March 6th, 2008 at 5:37 am
Ryan, I agree that projects of this magnitude take time. I guess I have two problems with the way things are going. First is the extraordinary amount of hype, (some of it unintentionally funny). This creates wildly unrealistic expectations, coupled with a release schedule that is driven by concerns that are ultimately irrelevant (does TED really matter that much, I suspect not). Ironically, so much buzz was generated that EOL fell over on the day of launch. The buzz also generates political fights about credit, hence the logo-fest on the EOL pages.
Secondly, the first release is almost exactly the wrong vision for EOL — static web pages littered with logos, capturing a tiny fraction of what we actually know. I think the notion of “a web page per species” is actually the least useful part of the whole project. EOL should be the place where enormous amounts of data are synthesised to yield new knowledge. Much of this is relatively easy to do — text mining article titles alone would generate a database of ecological associations, based on co-occurrence of species names.
I’m sure much of this will be worked out in time, but I suspect there will have to be a rethink of what the goals are and how to achieve them.

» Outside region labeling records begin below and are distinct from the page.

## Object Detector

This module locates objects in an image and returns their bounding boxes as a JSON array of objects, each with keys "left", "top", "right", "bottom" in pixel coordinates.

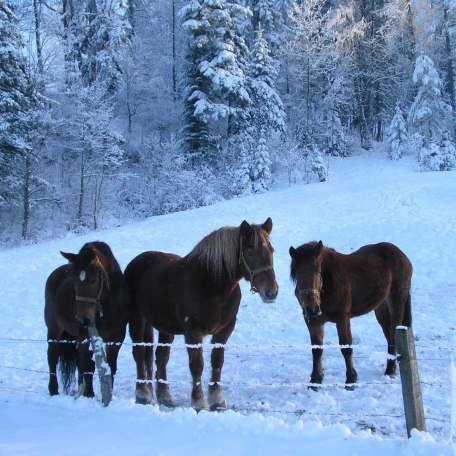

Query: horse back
[
  {"left": 124, "top": 251, "right": 181, "bottom": 297},
  {"left": 352, "top": 242, "right": 413, "bottom": 282}
]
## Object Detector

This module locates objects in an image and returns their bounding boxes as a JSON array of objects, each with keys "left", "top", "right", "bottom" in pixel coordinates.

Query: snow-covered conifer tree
[
  {"left": 322, "top": 109, "right": 349, "bottom": 157},
  {"left": 409, "top": 54, "right": 454, "bottom": 171},
  {"left": 0, "top": 1, "right": 36, "bottom": 154},
  {"left": 251, "top": 0, "right": 284, "bottom": 50},
  {"left": 232, "top": 141, "right": 252, "bottom": 195},
  {"left": 79, "top": 0, "right": 130, "bottom": 93},
  {"left": 251, "top": 130, "right": 271, "bottom": 193},
  {"left": 309, "top": 146, "right": 328, "bottom": 182},
  {"left": 180, "top": 0, "right": 251, "bottom": 164},
  {"left": 248, "top": 29, "right": 285, "bottom": 134},
  {"left": 386, "top": 104, "right": 409, "bottom": 160}
]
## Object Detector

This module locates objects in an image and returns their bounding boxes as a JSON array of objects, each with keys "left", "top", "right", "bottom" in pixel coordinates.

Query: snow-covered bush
[{"left": 386, "top": 105, "right": 409, "bottom": 160}]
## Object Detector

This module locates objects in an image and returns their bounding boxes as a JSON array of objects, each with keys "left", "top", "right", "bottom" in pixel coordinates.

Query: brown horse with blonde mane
[
  {"left": 125, "top": 218, "right": 278, "bottom": 410},
  {"left": 290, "top": 241, "right": 413, "bottom": 389},
  {"left": 44, "top": 241, "right": 129, "bottom": 397}
]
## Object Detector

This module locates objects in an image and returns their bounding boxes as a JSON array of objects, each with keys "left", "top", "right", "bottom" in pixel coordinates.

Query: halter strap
[
  {"left": 239, "top": 236, "right": 274, "bottom": 294},
  {"left": 75, "top": 257, "right": 109, "bottom": 317},
  {"left": 298, "top": 271, "right": 323, "bottom": 319}
]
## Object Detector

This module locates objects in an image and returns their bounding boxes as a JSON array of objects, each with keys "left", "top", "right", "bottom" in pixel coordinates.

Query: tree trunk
[
  {"left": 22, "top": 153, "right": 32, "bottom": 241},
  {"left": 172, "top": 0, "right": 177, "bottom": 101},
  {"left": 443, "top": 2, "right": 456, "bottom": 140},
  {"left": 76, "top": 147, "right": 85, "bottom": 226},
  {"left": 33, "top": 0, "right": 44, "bottom": 74}
]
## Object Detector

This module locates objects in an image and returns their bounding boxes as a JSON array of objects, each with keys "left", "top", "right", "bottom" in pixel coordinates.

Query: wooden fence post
[
  {"left": 88, "top": 326, "right": 112, "bottom": 407},
  {"left": 396, "top": 326, "right": 426, "bottom": 438}
]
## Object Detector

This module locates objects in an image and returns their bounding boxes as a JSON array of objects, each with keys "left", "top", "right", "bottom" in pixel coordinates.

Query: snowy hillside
[{"left": 0, "top": 152, "right": 456, "bottom": 456}]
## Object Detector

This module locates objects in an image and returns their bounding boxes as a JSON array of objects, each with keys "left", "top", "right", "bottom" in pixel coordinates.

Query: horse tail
[
  {"left": 402, "top": 292, "right": 412, "bottom": 328},
  {"left": 59, "top": 332, "right": 78, "bottom": 394}
]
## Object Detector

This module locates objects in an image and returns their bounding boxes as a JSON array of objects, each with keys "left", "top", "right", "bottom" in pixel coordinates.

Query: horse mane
[
  {"left": 79, "top": 241, "right": 121, "bottom": 272},
  {"left": 186, "top": 224, "right": 269, "bottom": 280},
  {"left": 290, "top": 241, "right": 335, "bottom": 283}
]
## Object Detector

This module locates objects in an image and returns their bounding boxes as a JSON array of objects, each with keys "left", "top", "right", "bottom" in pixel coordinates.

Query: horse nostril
[
  {"left": 81, "top": 317, "right": 91, "bottom": 328},
  {"left": 264, "top": 288, "right": 278, "bottom": 300}
]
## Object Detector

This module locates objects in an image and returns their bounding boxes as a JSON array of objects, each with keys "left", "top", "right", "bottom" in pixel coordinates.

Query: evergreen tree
[
  {"left": 309, "top": 146, "right": 328, "bottom": 182},
  {"left": 79, "top": 0, "right": 131, "bottom": 93},
  {"left": 0, "top": 1, "right": 48, "bottom": 240},
  {"left": 0, "top": 0, "right": 36, "bottom": 155},
  {"left": 180, "top": 0, "right": 250, "bottom": 164},
  {"left": 387, "top": 104, "right": 409, "bottom": 160},
  {"left": 232, "top": 141, "right": 252, "bottom": 195},
  {"left": 248, "top": 30, "right": 285, "bottom": 134},
  {"left": 409, "top": 54, "right": 456, "bottom": 171},
  {"left": 250, "top": 0, "right": 284, "bottom": 55},
  {"left": 321, "top": 109, "right": 349, "bottom": 157},
  {"left": 408, "top": 54, "right": 451, "bottom": 147},
  {"left": 59, "top": 80, "right": 123, "bottom": 228},
  {"left": 251, "top": 130, "right": 271, "bottom": 193}
]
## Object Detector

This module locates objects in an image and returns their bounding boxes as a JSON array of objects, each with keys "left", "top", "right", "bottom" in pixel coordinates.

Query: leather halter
[
  {"left": 298, "top": 271, "right": 323, "bottom": 315},
  {"left": 75, "top": 257, "right": 110, "bottom": 317},
  {"left": 239, "top": 236, "right": 274, "bottom": 294}
]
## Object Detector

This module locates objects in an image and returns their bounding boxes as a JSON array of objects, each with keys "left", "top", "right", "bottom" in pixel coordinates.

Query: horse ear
[
  {"left": 261, "top": 217, "right": 272, "bottom": 234},
  {"left": 240, "top": 220, "right": 253, "bottom": 239},
  {"left": 60, "top": 251, "right": 78, "bottom": 263},
  {"left": 91, "top": 248, "right": 108, "bottom": 269},
  {"left": 314, "top": 241, "right": 323, "bottom": 258}
]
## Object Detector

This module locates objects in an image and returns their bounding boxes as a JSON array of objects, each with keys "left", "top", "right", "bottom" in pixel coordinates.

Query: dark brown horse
[
  {"left": 44, "top": 242, "right": 129, "bottom": 397},
  {"left": 290, "top": 241, "right": 413, "bottom": 389},
  {"left": 125, "top": 218, "right": 278, "bottom": 410}
]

The first release was never going to be great, but I would have liked some indication that EOL had decent vision of its future.

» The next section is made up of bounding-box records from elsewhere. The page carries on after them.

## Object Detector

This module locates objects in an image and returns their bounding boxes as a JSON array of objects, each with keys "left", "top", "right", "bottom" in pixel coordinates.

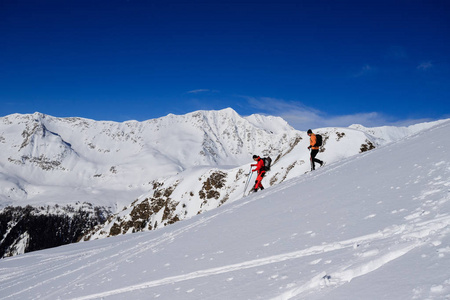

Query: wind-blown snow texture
[{"left": 0, "top": 115, "right": 450, "bottom": 300}]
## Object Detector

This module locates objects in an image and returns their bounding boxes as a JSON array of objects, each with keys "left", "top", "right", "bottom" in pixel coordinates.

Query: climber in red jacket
[{"left": 251, "top": 155, "right": 266, "bottom": 192}]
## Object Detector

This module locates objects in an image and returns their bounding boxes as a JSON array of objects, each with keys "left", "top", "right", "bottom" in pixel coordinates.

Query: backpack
[
  {"left": 314, "top": 134, "right": 322, "bottom": 147},
  {"left": 262, "top": 156, "right": 272, "bottom": 171}
]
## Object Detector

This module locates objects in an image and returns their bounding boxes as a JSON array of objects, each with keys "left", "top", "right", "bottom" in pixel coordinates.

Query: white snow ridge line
[
  {"left": 72, "top": 241, "right": 358, "bottom": 300},
  {"left": 68, "top": 230, "right": 410, "bottom": 300},
  {"left": 271, "top": 243, "right": 423, "bottom": 300}
]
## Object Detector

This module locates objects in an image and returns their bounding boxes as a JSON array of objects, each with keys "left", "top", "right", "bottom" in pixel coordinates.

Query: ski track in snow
[{"left": 43, "top": 216, "right": 450, "bottom": 300}]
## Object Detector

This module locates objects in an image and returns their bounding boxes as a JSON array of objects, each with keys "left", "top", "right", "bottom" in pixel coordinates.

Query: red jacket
[{"left": 252, "top": 156, "right": 265, "bottom": 174}]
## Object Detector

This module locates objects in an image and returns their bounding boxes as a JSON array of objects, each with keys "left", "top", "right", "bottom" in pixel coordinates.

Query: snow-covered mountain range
[
  {"left": 0, "top": 109, "right": 443, "bottom": 255},
  {"left": 0, "top": 110, "right": 450, "bottom": 300}
]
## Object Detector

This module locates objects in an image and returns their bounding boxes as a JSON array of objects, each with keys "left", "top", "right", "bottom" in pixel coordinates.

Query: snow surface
[{"left": 0, "top": 120, "right": 450, "bottom": 300}]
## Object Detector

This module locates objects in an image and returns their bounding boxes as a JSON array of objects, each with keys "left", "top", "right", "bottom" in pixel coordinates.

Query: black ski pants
[{"left": 311, "top": 149, "right": 323, "bottom": 170}]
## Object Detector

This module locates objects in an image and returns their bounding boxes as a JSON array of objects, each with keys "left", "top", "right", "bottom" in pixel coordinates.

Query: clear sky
[{"left": 0, "top": 0, "right": 450, "bottom": 130}]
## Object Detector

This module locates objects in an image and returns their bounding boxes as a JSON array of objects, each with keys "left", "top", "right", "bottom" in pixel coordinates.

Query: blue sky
[{"left": 0, "top": 0, "right": 450, "bottom": 130}]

March 7th, 2008 at 5:23 pm
I couldn’t agree more. Though I also think that much of the hype is self-inflicted, and with it the expectations that this would basically perform like a red-hot start-up company with lots of investor capital behind it.
I have little doubt that all the technical issues, and some of them are formidable, will be surmounted by the EOL team with impressive enthusiasm, skill, and energy. What really worries me, however, is how the EOL is going to get the content. How will they persuade the zillion citizen scientists out there to update or add content to the EOL species pages instead of to the Wikipedia species pages, which is what they are doing in large numbers already. And if it doesn’t matter if they just continue doing that on Wikipedia, then just exactly what will EOL add in value on top of the Wikipedia species pages? Fancier layout? Is that where we repeat the word mash-up 10x in unison?
Maybe if mashing up content from various content providers is really what EOL will be all about, they should just fully focus on that and for now resign from the idea of generating content?
Most importantly though, why do I need to learn from Patrick about this post?
March 8th, 2008 at 10:27 am
Rod, points well taken, especially about the logos. Both Wikipedia and Google News reference external sites without obtrusive logos. Hopefully, the EOL will be able to follow their lead in convincing the community that a link is more important than a logo.
Hilmar, the difference between the EOL and Wikipedia is all about structure. Even with Wikipedia templates, the added (biology-oriented) structure of the EOL can make it much more useful. This is why we will always have a hierarchy of systems. The general-purpose Wikipedia can lead users to biology-oriented EOL, which can lead users to the more detailed organism-oriented and discipline-oriented repositories.